Santos himself had harsh words for the House following the vote. Leaving the capitol building, he briefly spoke with reporters.
“The House spoke that’s their vote. They just set new dangerous precedent for themselves,” he told CNN. “Why would I want to stay here? To hell with this place.”
He then cut his time short, telling reporters, “You know what? As unofficially no longer a member of Congress, I no longer have to answer your questions.”
Santos also faces 23 federal charges, which include fraud, money laundering and misuse of campaign funds, according to CNN. He has pleaded not guilty. An Ethics Committee report found evidence that Santos used campaign funds for Botox and even an OnlyFans account.
On Thursday, Santos said he refused to resign because otherwise, “they win.”

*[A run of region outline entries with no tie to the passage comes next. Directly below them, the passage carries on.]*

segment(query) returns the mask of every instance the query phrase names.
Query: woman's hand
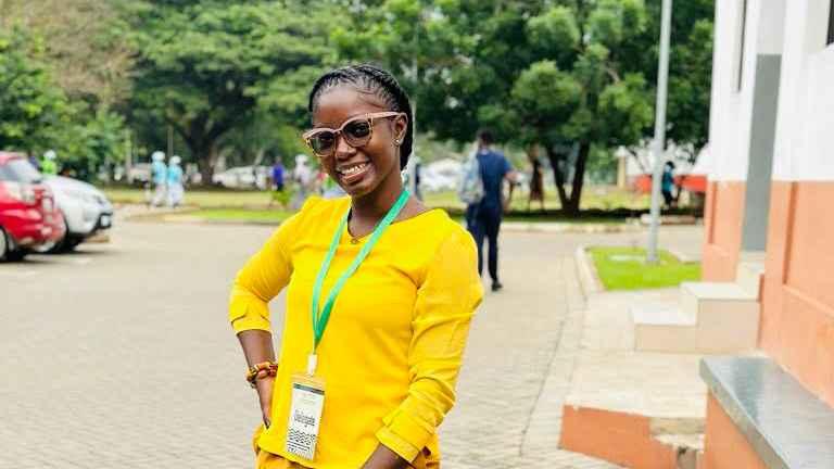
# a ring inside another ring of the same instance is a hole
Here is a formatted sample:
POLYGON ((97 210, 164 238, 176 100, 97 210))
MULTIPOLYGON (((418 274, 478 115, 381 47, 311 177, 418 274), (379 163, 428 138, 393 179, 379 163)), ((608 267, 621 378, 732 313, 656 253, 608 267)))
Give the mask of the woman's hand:
MULTIPOLYGON (((245 330, 238 334, 240 345, 243 347, 243 354, 247 356, 247 364, 264 362, 275 362, 275 351, 273 350, 273 335, 263 330, 245 330)), ((257 400, 261 404, 261 414, 264 424, 268 428, 271 423, 273 410, 273 388, 275 386, 275 377, 264 377, 255 380, 257 390, 257 400)))
POLYGON ((275 388, 275 377, 266 377, 255 381, 257 389, 257 398, 261 403, 261 414, 264 419, 264 426, 269 428, 273 421, 273 389, 275 388))
POLYGON ((362 469, 405 469, 408 461, 386 445, 378 445, 362 469))

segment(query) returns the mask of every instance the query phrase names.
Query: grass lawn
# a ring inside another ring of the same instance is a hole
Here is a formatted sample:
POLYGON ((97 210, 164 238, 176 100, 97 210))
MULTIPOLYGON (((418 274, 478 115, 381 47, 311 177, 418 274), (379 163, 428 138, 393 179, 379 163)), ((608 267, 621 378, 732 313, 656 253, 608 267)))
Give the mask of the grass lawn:
MULTIPOLYGON (((426 193, 425 198, 426 203, 430 206, 464 208, 464 204, 457 199, 457 194, 454 191, 430 192, 426 193)), ((513 194, 510 210, 515 212, 527 212, 527 191, 516 191, 513 194)), ((589 186, 582 191, 580 210, 648 210, 649 205, 650 198, 648 194, 639 194, 612 186, 589 186)), ((536 211, 540 207, 541 205, 539 202, 533 202, 533 211, 536 211)), ((545 189, 544 207, 547 211, 557 211, 560 208, 558 194, 552 187, 545 189)))
POLYGON ((700 279, 699 263, 682 263, 668 251, 660 251, 660 263, 646 265, 641 248, 591 248, 591 258, 606 290, 639 290, 677 287, 700 279))

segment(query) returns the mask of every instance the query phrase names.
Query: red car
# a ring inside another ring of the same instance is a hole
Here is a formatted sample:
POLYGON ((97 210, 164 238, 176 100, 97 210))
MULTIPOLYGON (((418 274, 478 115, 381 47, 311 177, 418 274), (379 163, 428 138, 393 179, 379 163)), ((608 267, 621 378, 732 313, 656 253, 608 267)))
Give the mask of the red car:
POLYGON ((52 191, 20 153, 0 152, 0 261, 20 261, 31 249, 64 237, 52 191))

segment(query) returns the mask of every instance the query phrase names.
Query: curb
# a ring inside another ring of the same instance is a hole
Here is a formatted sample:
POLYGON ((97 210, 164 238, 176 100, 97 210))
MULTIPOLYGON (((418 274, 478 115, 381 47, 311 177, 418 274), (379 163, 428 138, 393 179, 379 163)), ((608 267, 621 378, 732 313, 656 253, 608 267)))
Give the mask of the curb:
POLYGON ((596 275, 596 268, 593 261, 587 255, 586 245, 577 248, 573 253, 573 258, 577 262, 577 270, 579 271, 579 284, 582 287, 582 293, 585 297, 594 293, 601 293, 605 291, 603 282, 599 281, 599 277, 596 275))

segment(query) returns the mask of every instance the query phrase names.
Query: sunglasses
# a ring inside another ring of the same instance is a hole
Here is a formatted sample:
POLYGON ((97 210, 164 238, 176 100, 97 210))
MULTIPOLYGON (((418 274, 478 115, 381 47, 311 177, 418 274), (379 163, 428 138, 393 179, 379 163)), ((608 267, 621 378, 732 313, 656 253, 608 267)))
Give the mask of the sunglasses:
POLYGON ((374 121, 390 117, 399 117, 403 113, 380 112, 365 114, 345 121, 338 129, 327 127, 317 127, 305 131, 301 138, 307 143, 313 153, 318 157, 329 157, 336 152, 339 135, 344 141, 353 147, 359 148, 368 144, 374 135, 374 121))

“If I leave the bullies take place. This is bullying,” Santos said. “The reality of it is it’s all theater, theater for the cameras and theater for the microphones. Theater for the American people at the expense of the American people because no real work’s getting done.”
Santos also threatened to file a resolution to expel Representative Jamaal Bowman (D-NY). Bowman pulled a fire alarm in September. Bowman pleaded guilty to the misdemeanor charge, and said it was an accident. He said he thought the fire alarm would open a locked door as he rushed to a vote. Bowman paid a $1,000 fine.
There have only been six total expulsions from the House, including Santos. Santos is the only Republican to ever be expelled from the House.
The previous expulsion was in 2002, when Representative James Traficant (D-OH) was expelled after a 420-1 vote. Traficant had been convicted on 10 counts of corruption-related crimes.
Before Traficant, Representative Michael “Ozzie” Myers (D-PA) was the first representative of the modern era to be expelled. Myers got the boot following his conviction for accepting bribes. Myers couldn’t keep out of trouble; in 2022, he was convicted and sentenced to 30 months in prison on charges of election fraud.
Prior to Myers, the only expulsions from the House were in 1861, at the start of the Civil War. Henry Cornelius Burnett (D-KY), John William Reid (D-MO) and John Bullock Clark (Whig-MO) were all expelled for joining the Confederacy.